Sam Stites

Memory-mapped files

April 10, 2016

Memory-mapped files are a segment of virtual memory that we assign with direct correlation to some file (or “resource”). Applications can then treat the mapped portion of the file as if it were primary memory!

It seems like the main upsell is that the operating system has a good api for this and, in java, we pass control to the operating system to take care of reading and writing the files. This makes it faster than java IO and also java streaming.
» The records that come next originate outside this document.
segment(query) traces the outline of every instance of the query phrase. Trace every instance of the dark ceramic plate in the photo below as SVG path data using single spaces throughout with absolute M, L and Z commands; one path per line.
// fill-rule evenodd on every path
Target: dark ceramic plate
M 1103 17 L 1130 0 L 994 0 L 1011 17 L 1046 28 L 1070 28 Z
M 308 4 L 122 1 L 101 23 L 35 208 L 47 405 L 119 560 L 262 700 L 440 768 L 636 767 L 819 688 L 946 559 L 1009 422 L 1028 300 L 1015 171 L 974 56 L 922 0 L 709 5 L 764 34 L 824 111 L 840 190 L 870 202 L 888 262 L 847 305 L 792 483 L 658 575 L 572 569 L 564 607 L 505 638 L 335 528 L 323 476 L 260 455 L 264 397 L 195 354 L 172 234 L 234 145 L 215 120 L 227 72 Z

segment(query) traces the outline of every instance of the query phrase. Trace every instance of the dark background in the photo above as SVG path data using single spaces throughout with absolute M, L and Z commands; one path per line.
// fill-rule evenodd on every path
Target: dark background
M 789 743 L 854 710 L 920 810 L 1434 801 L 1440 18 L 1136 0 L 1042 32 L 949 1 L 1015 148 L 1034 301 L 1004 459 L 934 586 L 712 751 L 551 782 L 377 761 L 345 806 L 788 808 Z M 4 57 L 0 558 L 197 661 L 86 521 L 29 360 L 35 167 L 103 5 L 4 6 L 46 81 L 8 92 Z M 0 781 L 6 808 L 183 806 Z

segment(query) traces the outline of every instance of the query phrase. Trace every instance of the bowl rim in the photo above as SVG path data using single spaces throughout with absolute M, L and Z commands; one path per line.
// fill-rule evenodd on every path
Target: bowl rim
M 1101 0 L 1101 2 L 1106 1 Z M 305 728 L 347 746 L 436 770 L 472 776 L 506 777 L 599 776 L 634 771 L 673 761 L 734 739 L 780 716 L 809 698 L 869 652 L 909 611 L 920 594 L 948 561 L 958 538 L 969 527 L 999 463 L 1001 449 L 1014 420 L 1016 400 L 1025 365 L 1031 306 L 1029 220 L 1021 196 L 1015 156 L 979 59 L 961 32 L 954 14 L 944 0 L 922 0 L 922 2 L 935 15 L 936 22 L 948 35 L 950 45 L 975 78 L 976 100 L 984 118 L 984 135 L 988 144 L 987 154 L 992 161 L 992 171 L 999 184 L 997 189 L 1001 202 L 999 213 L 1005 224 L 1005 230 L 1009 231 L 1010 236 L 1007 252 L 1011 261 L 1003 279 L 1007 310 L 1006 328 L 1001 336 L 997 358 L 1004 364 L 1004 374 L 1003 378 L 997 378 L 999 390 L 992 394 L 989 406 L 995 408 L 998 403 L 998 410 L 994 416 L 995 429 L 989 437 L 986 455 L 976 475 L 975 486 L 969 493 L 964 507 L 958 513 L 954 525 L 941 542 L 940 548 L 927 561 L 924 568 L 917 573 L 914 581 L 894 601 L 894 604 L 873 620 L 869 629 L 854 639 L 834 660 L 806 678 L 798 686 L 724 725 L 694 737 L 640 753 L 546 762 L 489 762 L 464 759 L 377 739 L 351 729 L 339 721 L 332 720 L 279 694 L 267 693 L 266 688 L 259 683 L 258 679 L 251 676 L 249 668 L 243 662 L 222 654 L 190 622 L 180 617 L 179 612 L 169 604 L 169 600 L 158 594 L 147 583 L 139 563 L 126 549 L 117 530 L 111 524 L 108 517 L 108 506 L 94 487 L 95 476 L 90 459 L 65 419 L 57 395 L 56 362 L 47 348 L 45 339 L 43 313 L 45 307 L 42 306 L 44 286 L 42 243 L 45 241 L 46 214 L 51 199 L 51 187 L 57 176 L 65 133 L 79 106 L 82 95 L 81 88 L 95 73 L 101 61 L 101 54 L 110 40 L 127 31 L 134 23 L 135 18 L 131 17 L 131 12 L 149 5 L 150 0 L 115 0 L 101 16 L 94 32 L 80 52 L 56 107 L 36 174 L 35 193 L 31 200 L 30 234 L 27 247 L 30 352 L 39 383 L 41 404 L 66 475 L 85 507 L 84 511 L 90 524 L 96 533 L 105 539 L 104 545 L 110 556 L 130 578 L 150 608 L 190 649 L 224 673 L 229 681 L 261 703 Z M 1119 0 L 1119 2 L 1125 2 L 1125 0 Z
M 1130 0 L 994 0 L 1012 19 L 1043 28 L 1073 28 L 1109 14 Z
On top of this, if your program crashed just after writing to memory, the OS will take care of passing on your writes to the file.

Memory-mapped files can also be accessed by more than one process and so it can act as low-latency shared memory across a multithreaded system.

It seems, however, that this is a little less novel in the haskell community as performance is already very “close to the metal.” It seems like ByteString is already performant enough with streaming data that most of the general-case uses are competitive with this feature (from a layman’s perspective).

The main thing here is that, in haskell-land, we can consider memory-mapped files as lazy IO for virtual memory.

Sidebar: In a 32bit machine the region of the file that is mapped can’t extend beyond 4GB due to hardware restrictions. Also, memory-mapped file access will result in page fault if the requested page is not in memory. A lot of unknowns exist as well if the file is not locked/managaged correctly in your OS.

However in java, depending on whether you are using direct or non-direct byte buffer, the memory used to load the file is outside of Java heap and resides in shared memory. This allows two different process to access the file. Usually, you want to prefer a direct byte Buffer over the non-direct buffer for higher performance.

Note that in haskell, when dealing with your mapped file (or bytestring), you would definitely want to use one of the list-like packed array types such as uvector or vector. As always, benchmark to make sure everything is working as you’d expect.